Geovanni, a freshman, said he saw three bloody bodies on the floor as he was fleeing the school.
“There was blood everywhere,” he said. “They weren’t moving.”
His elder brother, who jumped a fence and sought refuge in a nearby neighborhood, ran back around to try to find Geovanni.
“I had to go back for him,” Bradley Vilsant said from a nearby Walmart where the brothers fled with about 100 other students.
Some
at the school said a football coach and security guard, Aaron Feis, was
shot when he jumped in front of several students, although that report
remains unconfirmed.
As students hid and escaped,
SWAT teams swarmed the sprawling campus. The FBI-led Joint Terrorism
Task Force, consisting of local, state and federal agents, sent a squad
to the school to assist the Broward Sheriff’s Office and other law
enforcement.
Initially, they urged teachers and
students to remain barricaded inside until police reached them.
Eventually, they began clearing buildings one at a time. Students
streamed out in a line with their hands up. Others ran like mad,
bookbags strapped to their backs.
Federal authorities said they don’t believe the high school shootings are related to terrorism.
Worried
parents trying to find their children stood by helpless. Authorities
designated pick up for students at North Heron Bay Marriott, South at
Betty Stradling Park.
Parents, some of whom were
still searching for their kids after 8 p.m., stood about a mile away as
police blocked them from getting closer to their children. Many spoke on
their cellphones trying to calm their children down.
Denise
Perez paced as she spoke to her daughter Marsiel Baluja. Her daughter
told her that she was sitting between Publix and Walmart with a bunch of
other students. They were surrounded by armed marshals.
“Just stay calm, baby,” she said.
Perez just wanted to get closer to her daughter.
“This is really hard,” she said as she cried.
Victoria
Olvera, 17, a junior, was able to walk out after getting clearance by
police officers.

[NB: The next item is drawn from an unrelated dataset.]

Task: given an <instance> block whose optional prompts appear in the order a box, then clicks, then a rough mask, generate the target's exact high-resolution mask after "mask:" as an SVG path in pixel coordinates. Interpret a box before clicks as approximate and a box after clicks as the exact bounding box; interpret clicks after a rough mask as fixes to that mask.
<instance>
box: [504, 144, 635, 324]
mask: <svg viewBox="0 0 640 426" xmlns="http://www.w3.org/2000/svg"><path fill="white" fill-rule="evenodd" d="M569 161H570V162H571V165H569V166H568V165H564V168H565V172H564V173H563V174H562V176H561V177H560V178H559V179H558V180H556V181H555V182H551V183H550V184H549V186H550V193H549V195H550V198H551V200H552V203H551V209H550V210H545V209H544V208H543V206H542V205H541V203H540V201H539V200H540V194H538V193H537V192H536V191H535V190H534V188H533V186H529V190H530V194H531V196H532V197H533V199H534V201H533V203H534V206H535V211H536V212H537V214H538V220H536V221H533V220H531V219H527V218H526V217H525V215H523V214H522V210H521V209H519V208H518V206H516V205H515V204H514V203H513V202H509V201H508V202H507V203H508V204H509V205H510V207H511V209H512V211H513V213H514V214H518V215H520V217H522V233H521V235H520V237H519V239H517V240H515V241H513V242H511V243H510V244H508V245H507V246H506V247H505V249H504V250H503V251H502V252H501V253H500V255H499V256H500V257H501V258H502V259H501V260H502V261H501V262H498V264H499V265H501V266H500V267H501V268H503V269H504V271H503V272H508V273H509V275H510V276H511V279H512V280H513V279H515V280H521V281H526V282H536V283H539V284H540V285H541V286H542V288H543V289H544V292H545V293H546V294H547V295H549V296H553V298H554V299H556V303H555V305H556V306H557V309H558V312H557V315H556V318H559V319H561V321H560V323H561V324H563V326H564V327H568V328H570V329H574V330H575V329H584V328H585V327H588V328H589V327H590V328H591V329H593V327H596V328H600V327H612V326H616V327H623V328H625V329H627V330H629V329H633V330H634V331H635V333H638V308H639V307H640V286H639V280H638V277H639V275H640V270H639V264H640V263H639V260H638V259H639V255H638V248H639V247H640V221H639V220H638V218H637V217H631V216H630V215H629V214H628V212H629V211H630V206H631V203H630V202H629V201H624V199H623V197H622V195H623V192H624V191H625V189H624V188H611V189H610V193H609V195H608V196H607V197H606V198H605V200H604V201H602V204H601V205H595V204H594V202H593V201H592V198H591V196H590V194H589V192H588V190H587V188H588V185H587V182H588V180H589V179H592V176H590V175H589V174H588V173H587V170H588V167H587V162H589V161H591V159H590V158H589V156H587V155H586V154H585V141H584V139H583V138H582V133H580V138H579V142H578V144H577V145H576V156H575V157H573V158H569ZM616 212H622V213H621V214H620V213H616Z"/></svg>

She said she was in history when she heard shots.
“Everyone started running,” she said.
As
the evening wore on, and students had been safely evacuated from the
school, attention turned to those who were wounded in the gunfire. Dr.
Evan Boyar, medical director for the department of emergency medicine at
Broward Health North, said of the eight patients at Broward Health
North, three patients remained in critical condition and three were
stable.
“As a human being, you can imagine that they would be in shock or be emotional about the whole situation,” Boyar said.
Boyar said the hospital routinely runs drills to be prepared for situations like this.
Doctors
would not disclose details further than that regarding injuries to any
of the patients or the suspect. However, Dr. Igor Nichiporenko, the
medical director for trauma at Broward Health North, did say that all of
the victims suffered from gunshot wounds. Three patients were still in
the operating room, Nichiporenko said.
“They’re going to have successful surgeries. They’re going to recover,” Nichiporenko said. “They’re going to go home.”